第6章 シェリー ──黒の気配
「は?旅行?」
コナン君が怪訝な声を上げた。私はこくっと頷く。
ここは阿笠博士宅。暇があったので私が博士の家に来たら、コナン君と少年探偵団のみんなが集まっていたのだ。
私は博士の出してくれたお茶を飲みながら答えた。
「そ。大学のサークル仲間とね」
「オメー組織に存在知られてんじゃねーのか?」
コナン君がものすごく怖い顔をしてこちらを睨んで来た。だがそんな視線も、ものともせずに私は言い放った。

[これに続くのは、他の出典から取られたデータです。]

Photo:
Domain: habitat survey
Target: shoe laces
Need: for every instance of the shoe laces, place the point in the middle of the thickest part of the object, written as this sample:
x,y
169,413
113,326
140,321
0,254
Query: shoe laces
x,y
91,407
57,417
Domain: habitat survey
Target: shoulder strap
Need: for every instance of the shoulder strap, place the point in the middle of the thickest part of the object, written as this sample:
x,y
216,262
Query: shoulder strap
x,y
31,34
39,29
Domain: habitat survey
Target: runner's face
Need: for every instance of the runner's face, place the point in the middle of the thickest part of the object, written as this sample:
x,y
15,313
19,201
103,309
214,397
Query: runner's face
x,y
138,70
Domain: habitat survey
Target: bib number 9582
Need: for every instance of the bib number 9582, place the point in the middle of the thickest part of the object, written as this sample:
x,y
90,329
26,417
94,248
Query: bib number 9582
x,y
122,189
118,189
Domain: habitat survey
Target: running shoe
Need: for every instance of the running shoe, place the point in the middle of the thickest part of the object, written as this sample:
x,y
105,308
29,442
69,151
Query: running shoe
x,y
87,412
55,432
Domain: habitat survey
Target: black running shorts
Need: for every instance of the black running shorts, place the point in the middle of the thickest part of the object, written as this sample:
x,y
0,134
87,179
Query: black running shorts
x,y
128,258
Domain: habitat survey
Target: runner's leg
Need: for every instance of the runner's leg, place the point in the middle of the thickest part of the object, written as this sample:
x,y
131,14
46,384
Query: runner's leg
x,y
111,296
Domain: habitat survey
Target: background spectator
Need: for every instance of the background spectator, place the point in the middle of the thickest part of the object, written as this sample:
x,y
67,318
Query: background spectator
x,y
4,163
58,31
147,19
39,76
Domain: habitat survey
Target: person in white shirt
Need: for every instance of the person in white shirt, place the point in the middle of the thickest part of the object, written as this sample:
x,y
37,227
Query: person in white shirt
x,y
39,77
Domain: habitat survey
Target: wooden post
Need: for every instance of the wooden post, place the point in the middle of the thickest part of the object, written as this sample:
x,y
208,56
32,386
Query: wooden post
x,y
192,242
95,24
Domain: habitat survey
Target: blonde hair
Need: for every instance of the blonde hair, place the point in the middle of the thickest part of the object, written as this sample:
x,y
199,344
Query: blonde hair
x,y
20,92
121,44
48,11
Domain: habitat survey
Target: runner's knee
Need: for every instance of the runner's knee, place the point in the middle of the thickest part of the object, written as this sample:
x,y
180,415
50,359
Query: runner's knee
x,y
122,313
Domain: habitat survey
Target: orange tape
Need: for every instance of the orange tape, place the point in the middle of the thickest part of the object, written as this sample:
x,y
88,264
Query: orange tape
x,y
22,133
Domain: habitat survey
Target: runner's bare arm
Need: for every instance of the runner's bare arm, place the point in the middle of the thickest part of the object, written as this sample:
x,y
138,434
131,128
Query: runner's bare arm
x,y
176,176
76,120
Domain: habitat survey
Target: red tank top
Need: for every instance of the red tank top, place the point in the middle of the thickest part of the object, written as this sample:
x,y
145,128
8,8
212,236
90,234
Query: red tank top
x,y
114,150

「組織でも知ってる人は少ないらしいし、多分平気よ。あまり事件に首を突っ込んだりしなければいいと思う」
「オメーの楽観主義にはほとほと呆れるよ……」
「お褒めに預かり光栄ね」
「褒めてねーし……」
コナン君の嫌味もさらりと流す。
その後は軽く談笑して、しばらくしてから私は支度のために帰った。
「それにしてもねぇ〜……新一も心配しすぎなのよ。ったく、過保護っていうかなんていうか……」
家に戻って旅行の支度をしている時、私はひとりごちた。
ふと、家の中の違和感に気づく。物の配置が──微妙に変わっている?
何となく不安になって新一が使っていた部屋を覗いてみる。新一が小さくなってからはろくな掃除をしていなかったため、ドアを開けると埃が少し舞った。

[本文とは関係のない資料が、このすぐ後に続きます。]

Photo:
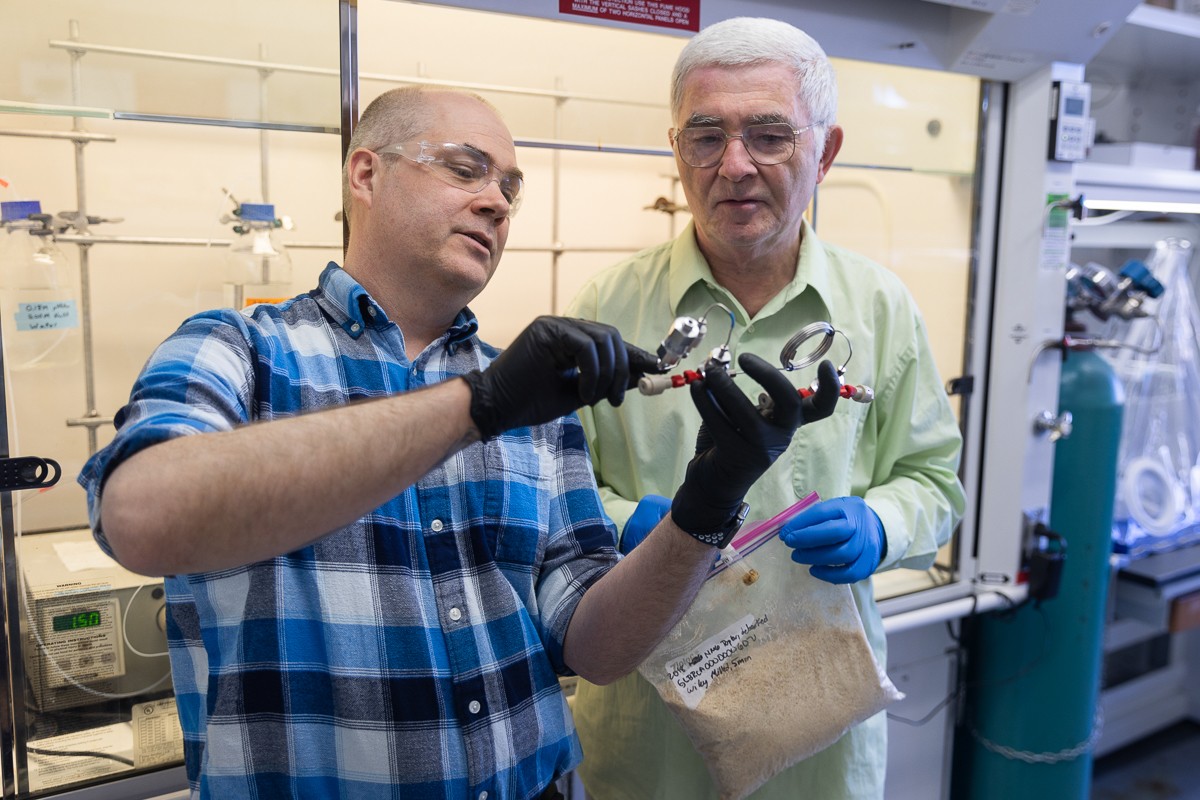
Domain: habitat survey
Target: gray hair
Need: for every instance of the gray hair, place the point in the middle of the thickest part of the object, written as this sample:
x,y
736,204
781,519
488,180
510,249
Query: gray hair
x,y
394,116
744,41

クロゼットの近くの埃が少し綺麗になっている。誰かが開けた証拠だ。近くを見回すと、赤茶色の髪の毛が落ちていた。
……組織の人間が誰かかしら。
私は状況的に組織に直結させた。新一の死体が見つかっていないということがバレたか。そうだとすれば工藤新一が生きている可能性を確かめるべくこの工藤邸に探りを入れてくるのは当然。私が出ている間に入り込んで調査していったか。だが収穫は何もなく帰った、と──?
……いや、違う。
ここを調べた人間はクロゼットを開けていた。そうすれば分かってしまう──新一の子供の頃の服がごっそりなくなっているのを。
「まさか……」
幼児化がバレた?いや、こんな突飛な話、考えつく方がおかしい。
でもこの薬を研究した人間がここを調べていたら……?万が一の確率でも、幼児化を疑われているかもしれない。
「やばいかな……」
私は自分の旅行の支度も忘れ、うーんと頭をひねった。